Mengantar anak hingga kedepan gerbang sekolah masing-masing adalah kenikmatan yang luar biasa, terkadang sesekali menemui hari-hari dimana anak kalang kabut karena lupa mempersiapkan beberapa material tugas pelajaran disekolahnya yang baru ia ingat menjelang tiba di gerbang. Gradak gruduk mencari toko yang buka dipagi hari sampai telephone sana-sini untuk bisa mendapat material yang mereka perlukan menjadi warna yang mengasyikkan sebagai seorang ayah. Satu hari juga kami bisa begitu khusyuk memperhatikan satu persatu surat cinta yang dikirimkan dari sahabat-sahabat perempuan mereka lalu bersama membalas satu persatu urusan cinta monyet tersebut dengan ledekan-ledekan jenaka.

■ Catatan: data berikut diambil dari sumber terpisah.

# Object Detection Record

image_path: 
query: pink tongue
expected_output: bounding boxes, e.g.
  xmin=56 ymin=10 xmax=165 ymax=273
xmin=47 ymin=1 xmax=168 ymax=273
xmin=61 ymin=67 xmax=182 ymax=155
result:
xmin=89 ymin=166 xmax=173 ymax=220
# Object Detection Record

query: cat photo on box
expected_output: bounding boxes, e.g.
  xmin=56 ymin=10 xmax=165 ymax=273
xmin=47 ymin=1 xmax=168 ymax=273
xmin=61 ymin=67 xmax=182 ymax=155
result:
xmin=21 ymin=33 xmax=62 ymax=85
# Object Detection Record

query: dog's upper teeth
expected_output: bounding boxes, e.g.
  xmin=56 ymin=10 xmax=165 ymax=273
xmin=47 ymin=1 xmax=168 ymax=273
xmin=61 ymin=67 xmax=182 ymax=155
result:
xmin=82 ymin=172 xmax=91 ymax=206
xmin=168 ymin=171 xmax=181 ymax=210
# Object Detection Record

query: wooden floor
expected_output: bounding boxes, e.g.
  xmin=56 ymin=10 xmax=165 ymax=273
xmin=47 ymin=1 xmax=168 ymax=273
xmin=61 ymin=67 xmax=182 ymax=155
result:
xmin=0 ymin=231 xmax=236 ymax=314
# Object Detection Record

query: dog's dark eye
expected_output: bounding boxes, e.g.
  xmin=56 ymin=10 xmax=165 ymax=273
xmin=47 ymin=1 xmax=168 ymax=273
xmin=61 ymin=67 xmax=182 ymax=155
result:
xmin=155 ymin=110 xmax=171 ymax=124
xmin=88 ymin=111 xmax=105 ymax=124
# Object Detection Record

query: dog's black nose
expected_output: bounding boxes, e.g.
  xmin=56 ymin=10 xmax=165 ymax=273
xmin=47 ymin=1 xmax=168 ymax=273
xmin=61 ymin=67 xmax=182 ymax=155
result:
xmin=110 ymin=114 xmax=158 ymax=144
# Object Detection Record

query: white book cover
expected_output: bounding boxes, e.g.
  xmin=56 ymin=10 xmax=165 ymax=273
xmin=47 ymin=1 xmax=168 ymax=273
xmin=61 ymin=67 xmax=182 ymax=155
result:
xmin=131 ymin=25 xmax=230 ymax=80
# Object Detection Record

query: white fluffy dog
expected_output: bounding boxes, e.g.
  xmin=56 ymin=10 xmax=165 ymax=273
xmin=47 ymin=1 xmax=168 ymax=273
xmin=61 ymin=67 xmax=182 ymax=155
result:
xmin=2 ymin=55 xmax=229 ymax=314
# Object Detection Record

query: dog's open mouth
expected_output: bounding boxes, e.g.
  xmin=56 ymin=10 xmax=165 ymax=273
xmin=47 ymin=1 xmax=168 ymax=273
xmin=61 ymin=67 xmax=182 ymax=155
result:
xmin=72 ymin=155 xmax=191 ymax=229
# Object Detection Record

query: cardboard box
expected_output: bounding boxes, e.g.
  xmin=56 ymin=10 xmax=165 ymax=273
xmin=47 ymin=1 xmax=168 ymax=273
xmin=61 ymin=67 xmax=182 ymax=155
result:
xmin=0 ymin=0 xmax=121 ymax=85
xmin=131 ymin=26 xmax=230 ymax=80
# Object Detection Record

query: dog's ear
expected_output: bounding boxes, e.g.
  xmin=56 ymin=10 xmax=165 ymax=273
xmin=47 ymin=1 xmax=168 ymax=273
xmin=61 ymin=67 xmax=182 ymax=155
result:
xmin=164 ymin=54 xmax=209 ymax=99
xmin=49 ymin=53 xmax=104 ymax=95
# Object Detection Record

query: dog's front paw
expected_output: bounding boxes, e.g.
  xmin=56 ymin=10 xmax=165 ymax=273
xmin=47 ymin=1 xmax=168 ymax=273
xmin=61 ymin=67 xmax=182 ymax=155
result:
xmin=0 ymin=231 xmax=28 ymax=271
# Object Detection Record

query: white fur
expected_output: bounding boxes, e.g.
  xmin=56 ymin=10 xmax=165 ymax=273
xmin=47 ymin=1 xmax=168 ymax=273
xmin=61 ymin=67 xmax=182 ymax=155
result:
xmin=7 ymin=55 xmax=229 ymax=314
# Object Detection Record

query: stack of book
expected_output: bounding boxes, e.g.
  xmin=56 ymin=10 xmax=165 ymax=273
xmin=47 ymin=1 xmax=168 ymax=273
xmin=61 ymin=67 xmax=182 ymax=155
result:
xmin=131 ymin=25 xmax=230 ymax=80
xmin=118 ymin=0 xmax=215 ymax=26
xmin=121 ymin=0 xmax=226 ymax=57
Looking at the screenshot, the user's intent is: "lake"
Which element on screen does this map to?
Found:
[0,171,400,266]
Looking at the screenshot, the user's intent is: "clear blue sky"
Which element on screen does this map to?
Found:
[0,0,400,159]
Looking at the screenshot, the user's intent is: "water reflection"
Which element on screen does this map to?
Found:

Belasan tahun berjalan, rutinitas pagi bersama tiga anak lelaki sejak kecil hingga remaja menjadi tidak pernah membosankan, alhasil begitu tiba dikantor lalu mendapatkan tantangan pekerjaan yang banyak dan berat rasanya ringan dan selalu mendapatkan ide segar untuk menemukan solusi. Jika performance baik dalam waktu yang tertata baik maka jabatan dan penghasilan adalah hadiah yang pasti datang tanpa diminta atau diharapkan. Tak perlu dikejar.
Saya tak bisa mengklaim bahwa anak-anak saya pasti bahagia dengan pilihan apa yang diambil oleh ayahnya untuk menemani mereka setiap pagi karena itu bukanlah yang saya paksakan dari mereka. Kehidupan ini ibarat Olimpiade, sebagai calon-calon atlit kehidupan yang akan menghadapi persaingan pertandingan kehidupan yang sangat keras saya tak mungkin akan memberi Pil kesenangan atau suntikan Anabolic steroid yang akan membuat otot mereka lebih kuat dari yang lainnya dengan cara yang tidak alami. Saya menempatkan diri sebagai sahabat, mentor dan pelatih dengan segala keterbatasan yang ada dimana setiap hari harus melatih kemampuan dan memberikan batasan moral yang harus selalu dijaga agar jika kelak mereka menjadi juara olimpiade kehidupan tidak memperolehnya melalui cara yang curang dan mengalahkan orang dengan menyakiti.
Sampai kapankah kebersamaan ini akan dijaga?. Ndak tahu…Nyatanya hingga pagi di weekday yang kami lewati kemarin, anak-anak remaja lelaki saya masih mau mencium punggung tangan saya dengan tulus tanpa dipaksa lalu mendaratkan ciuman dipipi saya tanpa ragu dan itu selalu mereka lakukan setiap pagi.